“You can’t really look at the figures until the war is over.”
Donald Trump says the conflict involving Iran is now creating serious pressure on the American economy, making it harder for the Federal Reserve to lower interest rates as inflation fears return to Wall Street. In an exclusive interview inside the Oval Office, Trump connected rising oil prices and global instability directly to the growing uncertainty around inflation and future rate cuts.
The remarks come at a tense moment for financial markets, where investors are already struggling to understand how long borrowing costs may remain high if conflict in the Middle East continues pushing energy prices upward. And for the White House, the situation is becoming more complicated by the week.
Trump said that economic data is becoming difficult to judge properly while the war continues, especially with oil markets reacting sharply to developments around Iran. “You can’t really look at the figures until the war is over,” Trump said during the interview.
Oil prices have climbed significantly in recent weeks as fears grow over instability around the Strait of Hormuz, one of the world’s most important energy shipping routes. The waterway handles a major share of global crude oil exports, and markets have reacted nervously to concerns about supply disruption. Brent crude prices recently crossed above $110 per barrel after the latest escalation involving Iran, increasing pressure on governments already dealing with stubborn inflation and slowing economic growth.
For ordinary Americans, that pressure is already showing up at fuel stations and in transport costs. One market analyst described the situation simply. “Every increase in oil prices eventually reaches consumers. That is what central banks are worried about right now.” For months, investors had expected the Federal Reserve to begin cutting interest rates later this year after inflation showed signs of cooling.
But recent economic data has complicated those expectations. Inflation has started rising again in some sectors, while energy prices continue moving upward because of geopolitical instability. That combination is making Federal Reserve officials more cautious about reducing rates too quickly. Bond markets have already started reacting.
Treasury yields have climbed in recent days as investors adjust expectations around how long rates could remain elevated if inflation pressure continues. One financial strategist described the market mood as increasingly nervous. “The problem is uncertainty. Nobody knows how long the conflict will continue or how far energy prices could rise.”

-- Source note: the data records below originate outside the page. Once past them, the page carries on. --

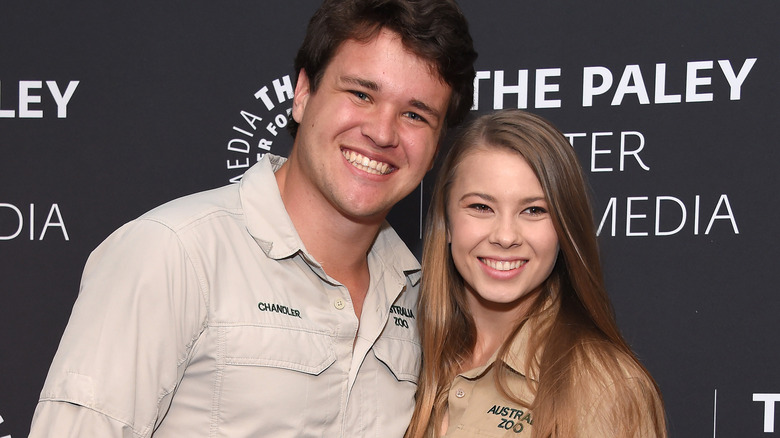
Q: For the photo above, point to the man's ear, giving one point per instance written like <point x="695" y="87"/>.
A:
<point x="301" y="97"/>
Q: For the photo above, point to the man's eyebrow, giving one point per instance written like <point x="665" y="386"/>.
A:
<point x="422" y="106"/>
<point x="371" y="85"/>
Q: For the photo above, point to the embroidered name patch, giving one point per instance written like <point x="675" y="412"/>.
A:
<point x="278" y="308"/>
<point x="512" y="419"/>
<point x="405" y="314"/>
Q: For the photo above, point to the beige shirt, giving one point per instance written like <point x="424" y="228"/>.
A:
<point x="476" y="408"/>
<point x="206" y="317"/>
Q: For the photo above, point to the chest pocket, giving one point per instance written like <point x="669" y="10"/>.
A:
<point x="401" y="356"/>
<point x="290" y="348"/>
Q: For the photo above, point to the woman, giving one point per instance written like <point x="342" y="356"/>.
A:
<point x="518" y="333"/>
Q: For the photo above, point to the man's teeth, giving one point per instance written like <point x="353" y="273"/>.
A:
<point x="366" y="164"/>
<point x="503" y="265"/>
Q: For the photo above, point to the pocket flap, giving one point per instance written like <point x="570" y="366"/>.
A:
<point x="290" y="348"/>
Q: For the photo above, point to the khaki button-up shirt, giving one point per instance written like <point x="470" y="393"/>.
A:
<point x="207" y="317"/>
<point x="476" y="407"/>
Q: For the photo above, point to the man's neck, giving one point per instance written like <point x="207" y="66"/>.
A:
<point x="340" y="244"/>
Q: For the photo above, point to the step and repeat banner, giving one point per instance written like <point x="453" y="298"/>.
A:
<point x="110" y="109"/>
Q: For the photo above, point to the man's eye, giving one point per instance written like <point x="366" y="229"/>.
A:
<point x="415" y="116"/>
<point x="360" y="95"/>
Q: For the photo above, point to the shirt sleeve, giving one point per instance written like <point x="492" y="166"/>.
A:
<point x="139" y="312"/>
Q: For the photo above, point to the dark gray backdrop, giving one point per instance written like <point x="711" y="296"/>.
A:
<point x="161" y="86"/>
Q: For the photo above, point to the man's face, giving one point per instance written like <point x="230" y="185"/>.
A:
<point x="369" y="133"/>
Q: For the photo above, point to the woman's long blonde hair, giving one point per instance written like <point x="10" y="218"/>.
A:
<point x="583" y="338"/>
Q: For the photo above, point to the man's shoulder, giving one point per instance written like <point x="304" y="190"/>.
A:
<point x="195" y="208"/>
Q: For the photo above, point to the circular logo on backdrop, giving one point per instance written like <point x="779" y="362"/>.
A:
<point x="261" y="127"/>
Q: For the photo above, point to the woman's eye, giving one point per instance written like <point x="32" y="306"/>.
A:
<point x="536" y="211"/>
<point x="482" y="208"/>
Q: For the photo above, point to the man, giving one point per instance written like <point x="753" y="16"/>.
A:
<point x="282" y="306"/>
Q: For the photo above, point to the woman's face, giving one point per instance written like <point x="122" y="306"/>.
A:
<point x="502" y="237"/>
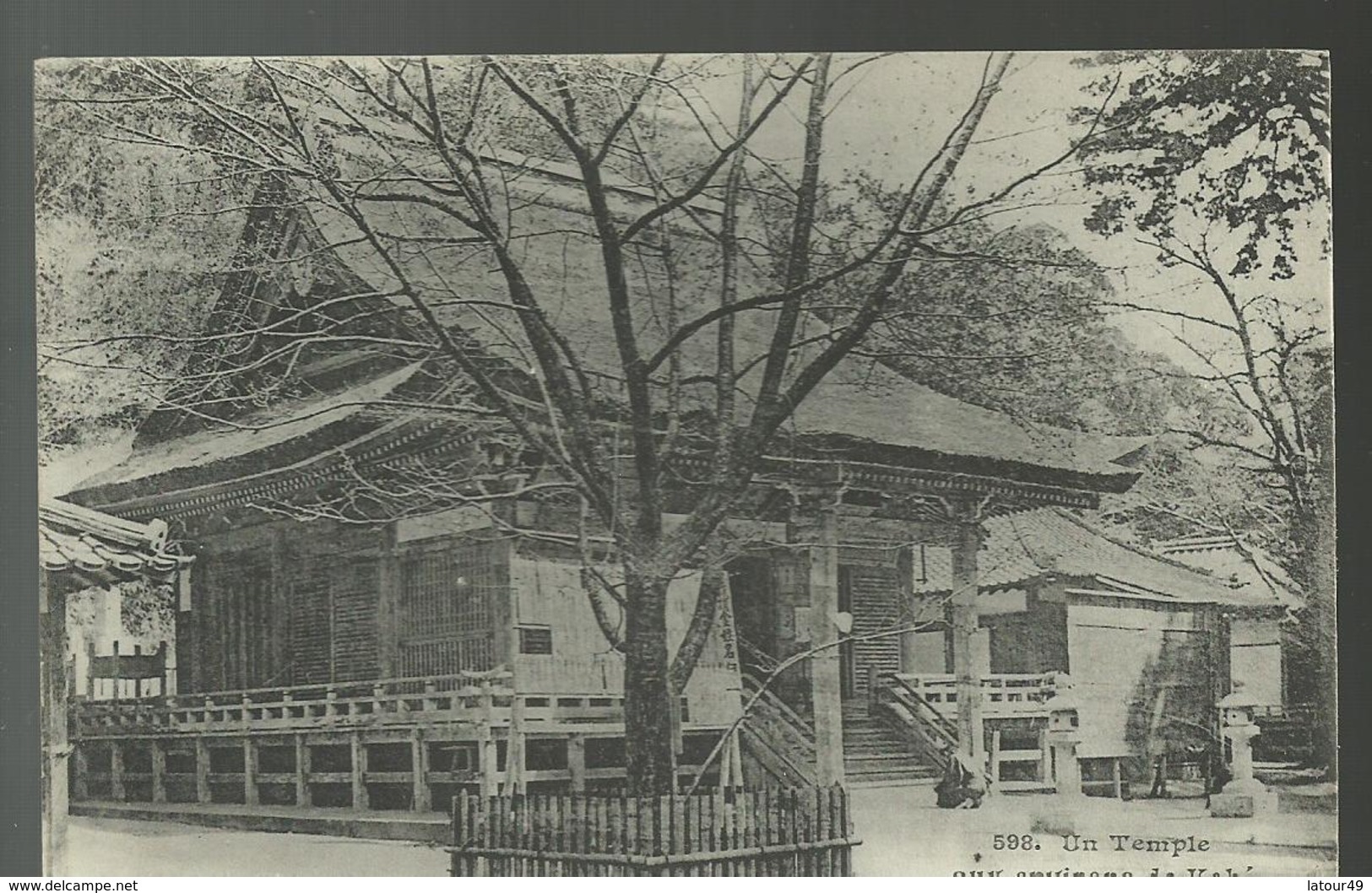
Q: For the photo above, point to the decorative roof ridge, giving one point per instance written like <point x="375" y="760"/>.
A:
<point x="1139" y="550"/>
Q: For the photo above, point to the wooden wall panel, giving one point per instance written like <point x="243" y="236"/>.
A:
<point x="355" y="589"/>
<point x="311" y="625"/>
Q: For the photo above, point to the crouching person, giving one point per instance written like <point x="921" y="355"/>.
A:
<point x="963" y="783"/>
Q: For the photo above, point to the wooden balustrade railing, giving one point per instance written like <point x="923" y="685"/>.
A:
<point x="1002" y="695"/>
<point x="778" y="739"/>
<point x="476" y="697"/>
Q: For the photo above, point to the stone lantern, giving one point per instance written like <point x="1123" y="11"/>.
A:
<point x="1062" y="739"/>
<point x="1245" y="796"/>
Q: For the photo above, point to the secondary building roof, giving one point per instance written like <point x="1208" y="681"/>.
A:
<point x="1029" y="546"/>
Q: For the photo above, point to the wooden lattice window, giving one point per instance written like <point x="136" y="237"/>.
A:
<point x="447" y="596"/>
<point x="535" y="640"/>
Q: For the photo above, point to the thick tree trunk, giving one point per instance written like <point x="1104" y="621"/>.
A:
<point x="1317" y="572"/>
<point x="648" y="724"/>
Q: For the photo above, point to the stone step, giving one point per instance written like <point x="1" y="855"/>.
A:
<point x="871" y="779"/>
<point x="881" y="760"/>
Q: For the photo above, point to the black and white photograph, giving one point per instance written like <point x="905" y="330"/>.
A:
<point x="687" y="465"/>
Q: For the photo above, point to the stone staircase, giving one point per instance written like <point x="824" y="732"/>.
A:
<point x="876" y="755"/>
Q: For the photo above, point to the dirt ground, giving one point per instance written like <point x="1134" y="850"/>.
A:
<point x="902" y="833"/>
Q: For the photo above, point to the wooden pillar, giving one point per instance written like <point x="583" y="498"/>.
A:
<point x="118" y="679"/>
<point x="577" y="763"/>
<point x="906" y="603"/>
<point x="819" y="530"/>
<point x="515" y="748"/>
<point x="160" y="770"/>
<point x="55" y="686"/>
<point x="302" y="771"/>
<point x="117" y="771"/>
<point x="83" y="774"/>
<point x="486" y="743"/>
<point x="202" y="771"/>
<point x="360" y="798"/>
<point x="187" y="666"/>
<point x="250" y="792"/>
<point x="966" y="542"/>
<point x="421" y="798"/>
<point x="388" y="607"/>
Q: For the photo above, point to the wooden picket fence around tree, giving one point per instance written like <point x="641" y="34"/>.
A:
<point x="767" y="833"/>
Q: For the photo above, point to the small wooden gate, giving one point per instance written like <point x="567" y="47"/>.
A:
<point x="768" y="833"/>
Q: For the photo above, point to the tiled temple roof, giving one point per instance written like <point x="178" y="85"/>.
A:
<point x="100" y="546"/>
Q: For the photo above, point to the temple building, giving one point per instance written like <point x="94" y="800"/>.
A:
<point x="384" y="611"/>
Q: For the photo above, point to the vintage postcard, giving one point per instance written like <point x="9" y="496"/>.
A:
<point x="687" y="465"/>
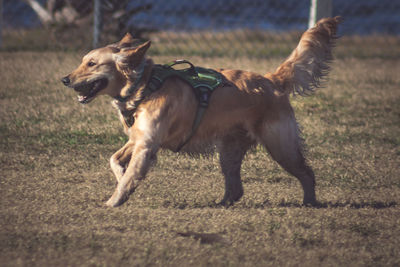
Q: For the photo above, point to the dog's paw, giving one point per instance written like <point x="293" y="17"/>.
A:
<point x="117" y="199"/>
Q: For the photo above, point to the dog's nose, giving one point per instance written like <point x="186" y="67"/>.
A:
<point x="66" y="81"/>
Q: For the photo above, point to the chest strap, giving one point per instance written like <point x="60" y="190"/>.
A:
<point x="203" y="82"/>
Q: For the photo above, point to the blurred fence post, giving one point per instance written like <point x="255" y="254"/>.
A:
<point x="1" y="23"/>
<point x="319" y="9"/>
<point x="97" y="23"/>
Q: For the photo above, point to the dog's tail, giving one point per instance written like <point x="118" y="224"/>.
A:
<point x="308" y="65"/>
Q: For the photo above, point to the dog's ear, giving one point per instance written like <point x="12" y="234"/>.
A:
<point x="141" y="50"/>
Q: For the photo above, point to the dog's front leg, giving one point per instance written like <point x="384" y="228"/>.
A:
<point x="120" y="159"/>
<point x="142" y="155"/>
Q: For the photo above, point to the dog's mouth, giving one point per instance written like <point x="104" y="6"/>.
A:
<point x="88" y="91"/>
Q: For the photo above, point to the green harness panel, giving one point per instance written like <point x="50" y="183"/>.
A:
<point x="203" y="82"/>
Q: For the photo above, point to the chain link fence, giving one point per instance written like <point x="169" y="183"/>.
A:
<point x="258" y="28"/>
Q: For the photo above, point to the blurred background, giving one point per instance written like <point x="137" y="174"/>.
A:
<point x="255" y="28"/>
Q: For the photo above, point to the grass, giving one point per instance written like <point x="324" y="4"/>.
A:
<point x="55" y="178"/>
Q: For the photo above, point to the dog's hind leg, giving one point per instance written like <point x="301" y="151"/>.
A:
<point x="232" y="150"/>
<point x="282" y="140"/>
<point x="120" y="159"/>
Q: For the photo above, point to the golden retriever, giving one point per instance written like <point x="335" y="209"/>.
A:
<point x="246" y="110"/>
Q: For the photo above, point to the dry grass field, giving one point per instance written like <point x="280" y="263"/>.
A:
<point x="55" y="178"/>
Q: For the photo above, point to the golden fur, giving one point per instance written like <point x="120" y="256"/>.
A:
<point x="248" y="109"/>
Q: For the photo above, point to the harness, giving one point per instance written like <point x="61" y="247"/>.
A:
<point x="203" y="82"/>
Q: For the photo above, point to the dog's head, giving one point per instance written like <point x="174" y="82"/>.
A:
<point x="107" y="70"/>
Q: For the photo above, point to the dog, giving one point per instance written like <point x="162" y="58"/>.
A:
<point x="246" y="110"/>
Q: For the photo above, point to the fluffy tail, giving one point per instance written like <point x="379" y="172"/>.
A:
<point x="308" y="65"/>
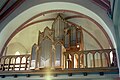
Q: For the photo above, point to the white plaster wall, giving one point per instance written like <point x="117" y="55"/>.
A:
<point x="15" y="20"/>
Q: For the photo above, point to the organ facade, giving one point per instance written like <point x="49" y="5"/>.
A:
<point x="53" y="43"/>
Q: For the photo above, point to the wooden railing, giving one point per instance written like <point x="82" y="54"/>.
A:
<point x="80" y="59"/>
<point x="14" y="62"/>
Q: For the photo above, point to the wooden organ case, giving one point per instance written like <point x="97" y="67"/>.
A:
<point x="52" y="43"/>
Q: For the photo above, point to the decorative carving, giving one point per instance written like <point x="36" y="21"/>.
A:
<point x="52" y="43"/>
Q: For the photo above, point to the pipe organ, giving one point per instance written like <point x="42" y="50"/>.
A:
<point x="52" y="43"/>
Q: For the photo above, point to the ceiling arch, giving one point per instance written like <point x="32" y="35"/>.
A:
<point x="24" y="18"/>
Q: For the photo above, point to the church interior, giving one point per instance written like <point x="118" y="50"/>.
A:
<point x="59" y="40"/>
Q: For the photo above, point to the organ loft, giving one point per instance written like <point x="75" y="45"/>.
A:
<point x="54" y="44"/>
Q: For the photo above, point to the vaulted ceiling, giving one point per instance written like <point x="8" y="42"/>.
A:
<point x="25" y="36"/>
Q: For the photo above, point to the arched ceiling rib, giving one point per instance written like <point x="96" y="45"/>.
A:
<point x="44" y="12"/>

The Fortune interview also revealed how closely Trump continues to approach economic policy through personal negotiation and dealmaking. Throughout the discussion, Trump described trade, industry investment, tariffs, and global diplomacy almost like interconnected business negotiations rather than separate policy areas. That approach has become one of the defining characteristics of his administration.
During the interview, Trump discussed Intel and expressed regret over the size of a government backed stake tied to earlier support for the semiconductor company. “I should have asked for more,” Trump said, claiming the value of the government linked position had grown dramatically after the company recovered. The comment reflected Trump’s broader tendency to view industrial policy through transactional outcomes and financial leverage.
China also remained central to the discussion. Trump defended his aggressive trade strategy against Beijing and argued that the United States must maintain dominance in artificial intelligence and advanced technology. The administration increasingly sees AI not just as an economic race, but as part of a larger geopolitical competition with China involving chips, infrastructure, military systems, and data control. One White House adviser familiar with current discussions described the atmosphere between Washington and Beijing as highly tense. “Both countries understand the next technological era will shape global power for decades.”
The interview also revealed Trump’s belief that future presidents may struggle to replicate the kind of direct intervention he has pushed across economic and foreign policy matters. At one point, Trump suggested that his style of negotiation and centralized involvement may not continue under future administrations. “It’s not going to happen again,” he said. That statement captured something larger running through the interview. A belief that modern politics, global business, and economic strategy are now deeply connected in ways previous leaders did not fully manage.
Meanwhile, financial markets continue responding to every new development involving Iran. Oil traders, bond investors, and multinational companies are all trying to calculate how long the conflict could affect supply chains, energy costs, and inflation trends. Even small disruptions around the Strait of Hormuz have historically triggered major market reactions because of how much global oil moves through the region each day. For central banks, the concern is obvious. Higher energy prices make inflation harder to control. And inflation makes rate cuts harder to justify.
Trump also claimed during the interview that Iran was eager to finalize agreements during negotiations but repeatedly changed positions during discussions. “They’re dying to sign,” he said while criticizing the Iranian leadership’s negotiating approach. Details surrounding those negotiations remain unclear, but the comments reinforced how closely diplomacy and economic concerns are now overlapping inside the administration.
For now, investors remain caught between two competing expectations. The hope that inflation will eventually cool enough for lower interest rates. And the fear that war driven oil prices could keep economic pressure alive much longer than expected. Because in moments like this, global conflict no longer stays far away from financial markets. It reaches fuel stations, interest rates, investment decisions, and household costs almost immediately. And right now, nobody seems fully certain where it ends.